ABSTRACT

Workplace bullying in higher education remains a persistent problem creating deleterious issues for the target enduring the abuse and for the organization standing mute when workplace bullying is reported. The most recent analysis reported that 58% of higher education respondents are affected by workplace bullying (Hollis, 2018) and a meta-analysis of data collected in 2012, 2014, 2016 and 2018 shows that 61% of all American higher education respondents are affected by workplace bullying. Faculty bullies have different styles such as the ill-tempered curmudgeon, the restrictive and punitive Procrustes figure, and the envious Snow White type. Though workplace bullying may have myriad of figures, bullies’ unchecked behavior hurts academic departments.

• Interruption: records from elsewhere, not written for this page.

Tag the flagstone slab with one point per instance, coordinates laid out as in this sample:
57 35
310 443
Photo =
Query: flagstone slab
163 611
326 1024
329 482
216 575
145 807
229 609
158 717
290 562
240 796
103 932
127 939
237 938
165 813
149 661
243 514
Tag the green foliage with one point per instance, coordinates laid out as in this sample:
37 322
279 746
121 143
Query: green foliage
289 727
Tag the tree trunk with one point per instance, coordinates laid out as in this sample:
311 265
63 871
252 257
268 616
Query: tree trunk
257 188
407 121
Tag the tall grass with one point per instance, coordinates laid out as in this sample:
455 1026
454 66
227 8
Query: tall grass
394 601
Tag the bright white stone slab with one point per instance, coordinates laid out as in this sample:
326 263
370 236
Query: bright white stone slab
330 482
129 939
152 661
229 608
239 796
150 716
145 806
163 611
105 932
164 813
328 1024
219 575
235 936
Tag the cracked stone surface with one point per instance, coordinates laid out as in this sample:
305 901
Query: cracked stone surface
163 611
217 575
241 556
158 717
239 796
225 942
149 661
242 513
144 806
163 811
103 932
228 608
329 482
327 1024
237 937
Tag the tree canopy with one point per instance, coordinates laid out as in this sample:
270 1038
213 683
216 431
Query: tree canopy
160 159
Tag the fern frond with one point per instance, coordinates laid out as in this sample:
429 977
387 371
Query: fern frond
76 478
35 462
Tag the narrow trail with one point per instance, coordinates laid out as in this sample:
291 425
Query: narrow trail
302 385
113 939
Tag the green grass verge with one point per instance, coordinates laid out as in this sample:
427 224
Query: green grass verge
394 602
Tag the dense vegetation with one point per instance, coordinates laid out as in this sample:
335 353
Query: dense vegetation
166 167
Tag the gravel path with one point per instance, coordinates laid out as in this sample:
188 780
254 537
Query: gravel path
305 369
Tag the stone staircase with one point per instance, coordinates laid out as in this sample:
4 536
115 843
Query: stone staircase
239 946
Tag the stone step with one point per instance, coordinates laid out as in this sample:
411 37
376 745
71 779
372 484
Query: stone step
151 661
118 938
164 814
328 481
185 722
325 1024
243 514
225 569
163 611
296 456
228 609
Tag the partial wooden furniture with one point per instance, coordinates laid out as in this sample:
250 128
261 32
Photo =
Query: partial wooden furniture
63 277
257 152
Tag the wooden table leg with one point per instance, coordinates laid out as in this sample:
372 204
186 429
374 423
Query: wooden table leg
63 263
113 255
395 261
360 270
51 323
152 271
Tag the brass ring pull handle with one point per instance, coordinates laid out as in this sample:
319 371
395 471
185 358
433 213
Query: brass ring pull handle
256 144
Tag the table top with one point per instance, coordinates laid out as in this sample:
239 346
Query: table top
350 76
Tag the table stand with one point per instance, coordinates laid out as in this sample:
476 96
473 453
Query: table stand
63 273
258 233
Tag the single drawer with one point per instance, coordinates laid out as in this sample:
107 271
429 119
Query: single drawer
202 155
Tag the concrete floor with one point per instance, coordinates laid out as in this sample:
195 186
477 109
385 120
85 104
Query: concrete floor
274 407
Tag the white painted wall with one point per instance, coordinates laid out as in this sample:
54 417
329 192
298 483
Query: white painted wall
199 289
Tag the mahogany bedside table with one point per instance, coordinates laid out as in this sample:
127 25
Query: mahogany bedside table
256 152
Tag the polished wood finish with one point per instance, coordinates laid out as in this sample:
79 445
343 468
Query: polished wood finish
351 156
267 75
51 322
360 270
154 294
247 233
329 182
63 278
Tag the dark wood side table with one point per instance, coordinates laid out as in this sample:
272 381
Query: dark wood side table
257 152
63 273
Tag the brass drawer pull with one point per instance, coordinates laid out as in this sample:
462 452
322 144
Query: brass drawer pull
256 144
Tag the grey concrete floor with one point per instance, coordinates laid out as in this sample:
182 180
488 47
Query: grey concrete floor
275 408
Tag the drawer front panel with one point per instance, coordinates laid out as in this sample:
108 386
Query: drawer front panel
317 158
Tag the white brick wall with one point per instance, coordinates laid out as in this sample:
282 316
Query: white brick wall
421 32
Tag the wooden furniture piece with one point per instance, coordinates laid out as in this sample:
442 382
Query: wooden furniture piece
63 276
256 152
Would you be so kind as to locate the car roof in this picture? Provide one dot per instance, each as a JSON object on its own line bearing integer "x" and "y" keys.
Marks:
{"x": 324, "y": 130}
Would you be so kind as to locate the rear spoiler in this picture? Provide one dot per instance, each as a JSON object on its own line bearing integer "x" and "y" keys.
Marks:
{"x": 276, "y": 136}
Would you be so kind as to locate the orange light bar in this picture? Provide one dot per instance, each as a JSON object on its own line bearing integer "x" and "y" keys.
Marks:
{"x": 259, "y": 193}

This essay utilizes Brown and Mitchell’s (2010) ethical leadership theory to reflect on leadership in light some recent workplace bullying and harassment cases reported in The Chronicle of Higher Education. Workplace bullying among the faculty mushrooms when the curmudgeon, the Procrustes figure, and the Snow White weld their power without interruption, creating precarity, that is an unstable work environment, for all involved. Regardless of the style of bullying, or the target as colleagues or students, the cases from The Chronicle point to the common denominator, an apathetic leadership, which permits this abuse for years, culminating in fractured careers and public lawsuits.